USING PHIPAC TO SPEED ERROR BACK-PROPAGATION LEARNING

Jeff B interleaved, Krste Asanovic interleaved, Chee-whye Chin interleaved, and Jim Demmel
{b interleaved,k interleaved,c interleaved,w interleaved,y interleaved,e interleaved,m interleaved} @ cs. berkeley. edu

*Department of Electrical Engineering and Computer Sciences
University of California at Berkeley
Berkeley, CA 94704, USA
†International Computer Science Institute
1947 Center Street, Suite 600
Berkeley, CA 94704, USA

ABSTRACT
We introduce PHIPAC, a coding methodology for developing portable high-performance numerical libraries in ANSI C. Using this methodology, we have developed code for optimized matrix multiply routines. These routines can achieve over 90% of peak performance on a variety of current workstations, and are often faster than vendor-supplied optimized libraries. We then describe the bunch-mode back-propagation algorithm and how it can use the PHIPAC derived matrix multiply routines. Using a set of plots, we investigate the tradeoffs between bunch size, convergence rate, and training speed using a standard speech recognition data set and show how use of the PHIPAC routines can lead to a significantly faster back-propagation learning algorithm.

1. INTRODUCTION
Signal processing algorithms such as neural network learning, convolution, cross-correlation, IIR filtering, etc., are often computationally time-consuming. These algorithms, often used in time-critical applications, should therefore be coded as efficiently as possible.

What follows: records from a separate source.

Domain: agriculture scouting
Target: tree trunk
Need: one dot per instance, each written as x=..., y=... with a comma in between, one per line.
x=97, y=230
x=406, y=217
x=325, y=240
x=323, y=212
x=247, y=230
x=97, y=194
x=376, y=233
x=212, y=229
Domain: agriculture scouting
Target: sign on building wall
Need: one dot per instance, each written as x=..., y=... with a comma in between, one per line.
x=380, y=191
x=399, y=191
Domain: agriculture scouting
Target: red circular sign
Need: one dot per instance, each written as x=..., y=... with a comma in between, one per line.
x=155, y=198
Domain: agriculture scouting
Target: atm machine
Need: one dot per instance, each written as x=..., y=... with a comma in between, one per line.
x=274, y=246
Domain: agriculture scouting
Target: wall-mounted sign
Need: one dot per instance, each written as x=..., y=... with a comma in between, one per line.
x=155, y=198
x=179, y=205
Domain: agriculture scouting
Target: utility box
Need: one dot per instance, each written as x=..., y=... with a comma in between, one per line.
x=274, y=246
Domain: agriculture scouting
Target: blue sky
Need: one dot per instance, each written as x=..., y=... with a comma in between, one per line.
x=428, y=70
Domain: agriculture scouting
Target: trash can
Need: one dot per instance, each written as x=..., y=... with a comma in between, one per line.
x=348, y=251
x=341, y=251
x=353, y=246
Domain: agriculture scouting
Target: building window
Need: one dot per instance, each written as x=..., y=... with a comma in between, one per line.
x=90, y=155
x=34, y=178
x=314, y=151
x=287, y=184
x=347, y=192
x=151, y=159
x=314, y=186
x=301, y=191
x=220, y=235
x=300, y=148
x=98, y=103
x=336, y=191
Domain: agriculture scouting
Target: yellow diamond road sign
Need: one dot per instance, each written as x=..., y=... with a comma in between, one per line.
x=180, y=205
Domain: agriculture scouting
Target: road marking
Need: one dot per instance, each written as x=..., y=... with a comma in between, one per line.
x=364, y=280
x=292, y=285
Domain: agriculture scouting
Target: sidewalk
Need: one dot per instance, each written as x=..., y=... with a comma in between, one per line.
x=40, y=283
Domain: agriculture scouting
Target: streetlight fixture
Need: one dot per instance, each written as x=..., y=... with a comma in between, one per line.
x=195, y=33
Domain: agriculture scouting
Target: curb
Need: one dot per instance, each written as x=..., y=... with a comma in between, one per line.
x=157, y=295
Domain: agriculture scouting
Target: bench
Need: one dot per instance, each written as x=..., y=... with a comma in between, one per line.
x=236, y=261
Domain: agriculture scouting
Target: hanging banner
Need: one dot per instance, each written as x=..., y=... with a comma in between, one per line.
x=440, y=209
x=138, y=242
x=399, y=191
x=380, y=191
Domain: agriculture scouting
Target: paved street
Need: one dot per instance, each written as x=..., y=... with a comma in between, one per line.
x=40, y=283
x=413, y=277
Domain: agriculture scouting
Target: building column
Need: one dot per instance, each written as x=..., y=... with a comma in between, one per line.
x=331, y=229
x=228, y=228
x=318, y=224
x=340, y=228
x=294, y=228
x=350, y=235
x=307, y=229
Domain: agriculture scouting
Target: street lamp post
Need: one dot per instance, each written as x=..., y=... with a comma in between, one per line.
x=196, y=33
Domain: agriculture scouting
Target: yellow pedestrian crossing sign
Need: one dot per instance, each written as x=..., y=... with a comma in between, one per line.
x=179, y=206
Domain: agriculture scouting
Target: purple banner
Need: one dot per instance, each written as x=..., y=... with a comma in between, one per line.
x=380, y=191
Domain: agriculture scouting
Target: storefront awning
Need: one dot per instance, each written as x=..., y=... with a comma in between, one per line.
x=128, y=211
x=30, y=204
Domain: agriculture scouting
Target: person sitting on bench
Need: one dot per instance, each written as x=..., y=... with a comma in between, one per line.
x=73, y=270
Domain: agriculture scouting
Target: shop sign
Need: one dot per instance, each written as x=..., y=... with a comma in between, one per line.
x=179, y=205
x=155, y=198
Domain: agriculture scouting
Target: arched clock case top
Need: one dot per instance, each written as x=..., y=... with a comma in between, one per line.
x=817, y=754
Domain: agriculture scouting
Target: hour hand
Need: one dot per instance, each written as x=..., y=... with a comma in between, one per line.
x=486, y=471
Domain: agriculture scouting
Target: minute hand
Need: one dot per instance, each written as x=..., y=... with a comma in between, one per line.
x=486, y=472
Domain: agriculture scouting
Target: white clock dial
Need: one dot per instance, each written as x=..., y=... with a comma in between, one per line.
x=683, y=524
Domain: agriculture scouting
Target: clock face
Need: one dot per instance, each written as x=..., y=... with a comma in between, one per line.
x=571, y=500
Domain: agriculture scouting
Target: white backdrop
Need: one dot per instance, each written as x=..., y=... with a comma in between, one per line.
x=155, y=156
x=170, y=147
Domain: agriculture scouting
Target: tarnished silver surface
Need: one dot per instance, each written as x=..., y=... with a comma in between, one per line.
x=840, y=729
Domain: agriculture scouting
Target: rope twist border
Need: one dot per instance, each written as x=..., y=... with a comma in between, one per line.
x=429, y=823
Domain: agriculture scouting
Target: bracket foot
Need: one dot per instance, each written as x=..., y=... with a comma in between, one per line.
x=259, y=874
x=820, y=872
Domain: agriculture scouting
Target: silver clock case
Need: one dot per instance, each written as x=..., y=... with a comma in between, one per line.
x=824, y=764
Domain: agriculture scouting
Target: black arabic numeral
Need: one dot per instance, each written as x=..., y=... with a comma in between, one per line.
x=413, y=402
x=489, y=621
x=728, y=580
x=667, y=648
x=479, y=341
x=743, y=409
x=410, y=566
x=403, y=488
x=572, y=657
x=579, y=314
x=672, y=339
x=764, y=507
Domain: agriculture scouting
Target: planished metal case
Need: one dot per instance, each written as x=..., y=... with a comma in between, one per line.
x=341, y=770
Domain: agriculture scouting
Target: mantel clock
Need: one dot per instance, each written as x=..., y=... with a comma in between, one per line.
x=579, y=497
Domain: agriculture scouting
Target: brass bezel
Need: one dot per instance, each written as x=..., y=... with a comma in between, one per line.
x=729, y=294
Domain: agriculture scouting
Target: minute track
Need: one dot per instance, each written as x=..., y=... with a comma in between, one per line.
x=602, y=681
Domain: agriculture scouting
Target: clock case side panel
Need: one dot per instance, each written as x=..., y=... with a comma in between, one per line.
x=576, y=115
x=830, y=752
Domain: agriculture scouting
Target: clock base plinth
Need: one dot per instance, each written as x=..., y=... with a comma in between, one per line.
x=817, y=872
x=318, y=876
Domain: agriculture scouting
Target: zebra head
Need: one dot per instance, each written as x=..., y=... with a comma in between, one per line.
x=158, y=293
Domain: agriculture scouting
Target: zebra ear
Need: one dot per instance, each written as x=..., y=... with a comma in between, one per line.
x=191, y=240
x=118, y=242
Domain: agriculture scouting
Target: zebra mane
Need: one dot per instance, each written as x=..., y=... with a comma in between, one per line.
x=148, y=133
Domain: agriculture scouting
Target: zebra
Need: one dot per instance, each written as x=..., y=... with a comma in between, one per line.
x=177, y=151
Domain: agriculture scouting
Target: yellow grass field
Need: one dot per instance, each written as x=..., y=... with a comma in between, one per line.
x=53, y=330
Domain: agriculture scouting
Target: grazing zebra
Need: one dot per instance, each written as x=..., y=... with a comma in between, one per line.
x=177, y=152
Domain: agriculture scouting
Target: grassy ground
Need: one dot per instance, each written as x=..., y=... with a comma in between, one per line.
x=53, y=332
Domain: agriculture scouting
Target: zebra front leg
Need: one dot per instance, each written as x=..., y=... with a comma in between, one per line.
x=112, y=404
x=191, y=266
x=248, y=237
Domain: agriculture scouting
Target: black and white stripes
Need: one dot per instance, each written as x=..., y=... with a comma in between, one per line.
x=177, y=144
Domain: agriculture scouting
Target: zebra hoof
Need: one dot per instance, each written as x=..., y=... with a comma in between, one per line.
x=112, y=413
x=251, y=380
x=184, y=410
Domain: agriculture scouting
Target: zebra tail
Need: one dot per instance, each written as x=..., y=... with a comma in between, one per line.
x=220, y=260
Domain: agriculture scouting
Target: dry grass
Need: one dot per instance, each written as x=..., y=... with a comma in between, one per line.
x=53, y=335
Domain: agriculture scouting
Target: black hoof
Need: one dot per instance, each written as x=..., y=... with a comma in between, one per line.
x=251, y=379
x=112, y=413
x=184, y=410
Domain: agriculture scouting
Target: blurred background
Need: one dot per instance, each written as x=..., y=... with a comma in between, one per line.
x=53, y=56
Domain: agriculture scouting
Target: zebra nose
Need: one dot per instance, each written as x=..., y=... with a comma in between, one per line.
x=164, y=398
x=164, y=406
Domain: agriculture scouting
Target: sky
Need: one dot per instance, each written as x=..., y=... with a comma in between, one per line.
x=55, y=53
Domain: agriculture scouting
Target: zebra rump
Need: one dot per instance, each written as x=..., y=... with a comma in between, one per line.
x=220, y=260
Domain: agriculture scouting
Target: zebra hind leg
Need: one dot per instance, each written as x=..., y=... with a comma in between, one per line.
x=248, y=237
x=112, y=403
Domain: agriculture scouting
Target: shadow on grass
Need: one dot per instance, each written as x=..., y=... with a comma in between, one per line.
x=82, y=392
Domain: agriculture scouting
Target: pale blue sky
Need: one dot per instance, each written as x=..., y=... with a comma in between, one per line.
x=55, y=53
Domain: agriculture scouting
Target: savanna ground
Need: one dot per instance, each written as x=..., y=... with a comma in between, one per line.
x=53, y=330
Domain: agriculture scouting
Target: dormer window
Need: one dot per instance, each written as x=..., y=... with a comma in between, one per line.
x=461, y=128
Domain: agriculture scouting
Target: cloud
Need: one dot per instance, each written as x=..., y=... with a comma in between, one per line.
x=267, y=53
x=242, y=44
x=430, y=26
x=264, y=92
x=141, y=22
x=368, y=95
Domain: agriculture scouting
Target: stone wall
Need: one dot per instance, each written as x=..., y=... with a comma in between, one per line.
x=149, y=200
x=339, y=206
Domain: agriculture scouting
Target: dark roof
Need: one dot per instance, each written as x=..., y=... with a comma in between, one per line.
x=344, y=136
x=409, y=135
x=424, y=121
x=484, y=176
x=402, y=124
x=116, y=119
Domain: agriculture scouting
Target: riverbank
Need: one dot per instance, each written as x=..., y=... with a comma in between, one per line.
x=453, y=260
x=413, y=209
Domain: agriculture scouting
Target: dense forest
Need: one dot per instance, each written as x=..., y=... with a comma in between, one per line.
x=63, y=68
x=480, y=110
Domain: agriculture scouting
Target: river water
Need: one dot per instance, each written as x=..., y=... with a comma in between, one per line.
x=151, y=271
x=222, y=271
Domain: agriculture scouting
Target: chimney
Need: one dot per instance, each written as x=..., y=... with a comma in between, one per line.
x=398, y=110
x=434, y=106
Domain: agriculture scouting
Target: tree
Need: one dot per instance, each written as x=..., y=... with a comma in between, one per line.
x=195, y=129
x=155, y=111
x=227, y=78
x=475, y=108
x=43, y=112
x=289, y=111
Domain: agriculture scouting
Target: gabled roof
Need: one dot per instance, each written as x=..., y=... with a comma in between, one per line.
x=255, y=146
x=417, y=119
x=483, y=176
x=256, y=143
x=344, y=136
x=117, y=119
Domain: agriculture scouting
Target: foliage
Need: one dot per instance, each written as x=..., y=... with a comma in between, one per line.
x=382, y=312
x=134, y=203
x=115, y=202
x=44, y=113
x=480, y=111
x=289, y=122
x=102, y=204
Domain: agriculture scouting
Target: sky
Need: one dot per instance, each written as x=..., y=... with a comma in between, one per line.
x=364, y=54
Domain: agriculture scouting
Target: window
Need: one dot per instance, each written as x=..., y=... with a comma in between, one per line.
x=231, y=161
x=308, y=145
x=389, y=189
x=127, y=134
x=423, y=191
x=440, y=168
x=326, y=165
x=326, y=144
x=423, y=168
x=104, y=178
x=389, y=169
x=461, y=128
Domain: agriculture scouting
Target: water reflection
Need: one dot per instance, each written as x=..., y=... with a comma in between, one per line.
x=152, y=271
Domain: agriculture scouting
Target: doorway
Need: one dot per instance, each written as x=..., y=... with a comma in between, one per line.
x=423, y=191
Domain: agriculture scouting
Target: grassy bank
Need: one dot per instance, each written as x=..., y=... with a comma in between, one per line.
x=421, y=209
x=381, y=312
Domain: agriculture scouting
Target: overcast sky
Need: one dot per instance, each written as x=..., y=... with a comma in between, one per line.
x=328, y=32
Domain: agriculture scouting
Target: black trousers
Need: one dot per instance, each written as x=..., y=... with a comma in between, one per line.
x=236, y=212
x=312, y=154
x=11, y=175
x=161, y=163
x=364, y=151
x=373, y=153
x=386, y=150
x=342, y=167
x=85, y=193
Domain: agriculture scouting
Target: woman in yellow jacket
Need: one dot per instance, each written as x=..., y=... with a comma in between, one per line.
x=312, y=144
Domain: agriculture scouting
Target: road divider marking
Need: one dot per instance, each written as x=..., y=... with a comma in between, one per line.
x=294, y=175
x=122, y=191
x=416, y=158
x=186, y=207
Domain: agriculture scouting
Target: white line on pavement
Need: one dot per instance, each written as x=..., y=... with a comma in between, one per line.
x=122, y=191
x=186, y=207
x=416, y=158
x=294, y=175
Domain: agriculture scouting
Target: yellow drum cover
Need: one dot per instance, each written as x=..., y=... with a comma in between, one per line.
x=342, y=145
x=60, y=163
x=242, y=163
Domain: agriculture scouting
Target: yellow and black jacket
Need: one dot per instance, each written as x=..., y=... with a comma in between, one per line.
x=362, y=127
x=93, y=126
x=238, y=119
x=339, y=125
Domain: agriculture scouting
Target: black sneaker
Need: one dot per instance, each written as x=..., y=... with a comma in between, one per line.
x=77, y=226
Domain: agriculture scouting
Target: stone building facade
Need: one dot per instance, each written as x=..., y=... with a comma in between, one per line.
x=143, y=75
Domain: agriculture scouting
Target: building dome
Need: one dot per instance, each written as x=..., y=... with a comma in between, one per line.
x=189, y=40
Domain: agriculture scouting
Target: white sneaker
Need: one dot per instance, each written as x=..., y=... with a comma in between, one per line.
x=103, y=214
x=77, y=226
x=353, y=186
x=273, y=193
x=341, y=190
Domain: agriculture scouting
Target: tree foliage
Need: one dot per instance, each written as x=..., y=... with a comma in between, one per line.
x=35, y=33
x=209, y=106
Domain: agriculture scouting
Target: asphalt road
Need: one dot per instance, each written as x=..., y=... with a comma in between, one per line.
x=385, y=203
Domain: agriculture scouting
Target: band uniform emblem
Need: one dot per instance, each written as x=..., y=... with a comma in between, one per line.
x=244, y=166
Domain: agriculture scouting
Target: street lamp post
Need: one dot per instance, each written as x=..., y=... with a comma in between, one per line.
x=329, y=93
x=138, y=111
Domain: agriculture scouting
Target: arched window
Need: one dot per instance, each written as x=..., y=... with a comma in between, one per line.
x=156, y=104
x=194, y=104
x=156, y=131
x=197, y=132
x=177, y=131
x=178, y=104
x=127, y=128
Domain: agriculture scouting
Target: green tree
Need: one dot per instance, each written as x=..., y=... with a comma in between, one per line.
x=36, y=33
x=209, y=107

One way to achieve high efficiency is to code in assembly language, but it is then difficult to make a full exploration of a routine's design space, and the resulting code might be unusable or sub-optimal on different platforms. Alternatively, the algorithms could be written in a high-level language and fed to an optimizing compiler. While there is a large literature on relevant compiler techniques [14, 10, 11, 1, 6, 12] that can be used to generate reasonably good code in general, they tend not to generate near-peak code for any one operation. Moreover, it takes significant time and investment before compiler research appears in production compilers, so these capabilities are often unavailable. Furthermore, a high-level language's semantics combined with a casual coding style might obstruct aggressive compiler optimizations even if they are available.

We have developed a methodology, named PHIPAC, for developing Portable High-Performance numerical libraries in ANSI C. Our goal is to produce, with minimal effort, high-performance numerical libraries for a wide range of systems. Using this methodology, we have produced a portable, BLAS-compatible [7], matrix multiply generator. The resulting code can achieve over 90% of peak performance on a variety of current workstations, and is often faster than the vendor-supplied optimized libraries. We have used the resulting code to produce an optimized back-propagation learning program that is much more efficient than many existing programs.

In Section 2, we briefly describe the PHIPAC methodology used to generate the matrix multiply code. In Section 3, we use the resulting matrix multiply code to implement a bunch-mode back-propagation training program that uses multiple rather than one training pattern for each weight update. We investigate the tradeoffs between bunch size, convergence rate, and training speed using a standard speech recognition data set. Finally, in Section 4, we conclude and describe future work.

2. PHIPAC
The PHIPAC methodology for producing high performance code consists of three primary components.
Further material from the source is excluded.